Here’s another means toward that end that hopefully Trump will deploy: An executive order that henceforth, future regulations must pass a cost-benefit analysis and be subject to congressional approval before they could be imposed on the people who will bear the cost.

The EPA, for example, would have to demonstrate that whatever it proposes car buyers be saddled with in the form of new emissions equipment would result in a measurable benefit to real people – as opposed to moving decimals around “bins” and “tiers,” as as practice currently.

That, minimally, EPA bureaucrats would have to demonstrate – with facts, not conjecture – that failure to impose the proposed regulation would result in specific harms to actual people. As opposed to hypotheticals conjured by computer models or the mere say-so of EPA appartchiks.

Then Congress, in committee, could vote yea or nay.

Is this so outrageous… in a (ahem!) “democracy”?

Why shouldn’t the, er, people have a say?

Probably because it is a certainty that no regulation imposed (by fiat, without any accountability to the people of the country) by EPA over at least the past decade could pass muster.

It might be necessary to go back even farther, to the late 1980s.

That may well have been the last time EPA regulations – at least with respect to vehicle exhaust emissions – could have justified its fatwas, cost-benefit-wise.

Example: Three-way catalytic converters and oxygen sensors. You get a lot of bang for your buck. Double digit reductions in harmful stuff coming out of a car’s tailpipe. For a few hundred bucks per car. Arguably, worth it. This – along with the general adoption of basic electronic fuel injection systems in place of mechanical carburetors – is what cleaned up the air. Which has been clean – that is, safe to breathe, not opaqued by smog – for several decades.

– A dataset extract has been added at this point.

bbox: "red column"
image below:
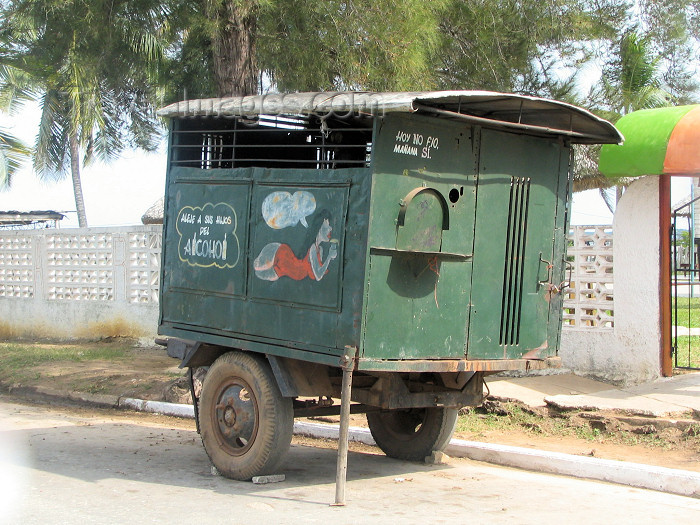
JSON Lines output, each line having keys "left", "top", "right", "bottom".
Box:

Contra example: EPA insisting that further fractional reductions be achieved but which can only be achieved via very expensive -and very elaborate – direct injection and other such technology. Much spent, not much gained.

Worse, actually.

Because DI creates its own set of problems (crud build-up on engine internals). The engines so equipped tend to run dirtier, sooner – unless they are serviced. Which can be very expensive as it often requires partial disassembly of the engine to get at the crud. Which they often aren’t, because of the cost.

And Direct Injected engines may not last as long, either. See above in re crud and putting off expensive service, due to cost of service.

In which case, new engines will be required – maybe a new car to go around it, too. These do not spring forth from the Earth without “environmental” consequences. It takes heavy equipment, land rape, forges, assembly lines, smokestacks and all the rest to make them anew. How much do you suppose this produces in “emissions” vs. the fractional per car tailpipe reduction achieved by DI?

So, how about hearings?

If EPA bureaucrats think some new fatwa is in order – for instance, this business of categorizing the inert, non-reactive gas carbon dioxide an “emission” subject to regulation – why shouldn’t they be required to present their case to Congress? To prove that it is necessary else real harm will ensue? To the representatives of the people, who supposedly run the show but very obviously don’t?

Well?

Why not let the people – through their representatives – decide whether the proposed fatwa makes sense, after being presented with evidence. As opposed to being told they will obey – just because.
It’s not an unreasonable demand.

Trump could make it so. It is likely most of the public would support this – the remainder opposed being EPA apparatchiks incensed that their budgets might be threatened by an insistence that new regulations be justified on the merits as well as the economics.

It’s a crazy idea, I know.

But Trump is just the guy to try it on for size.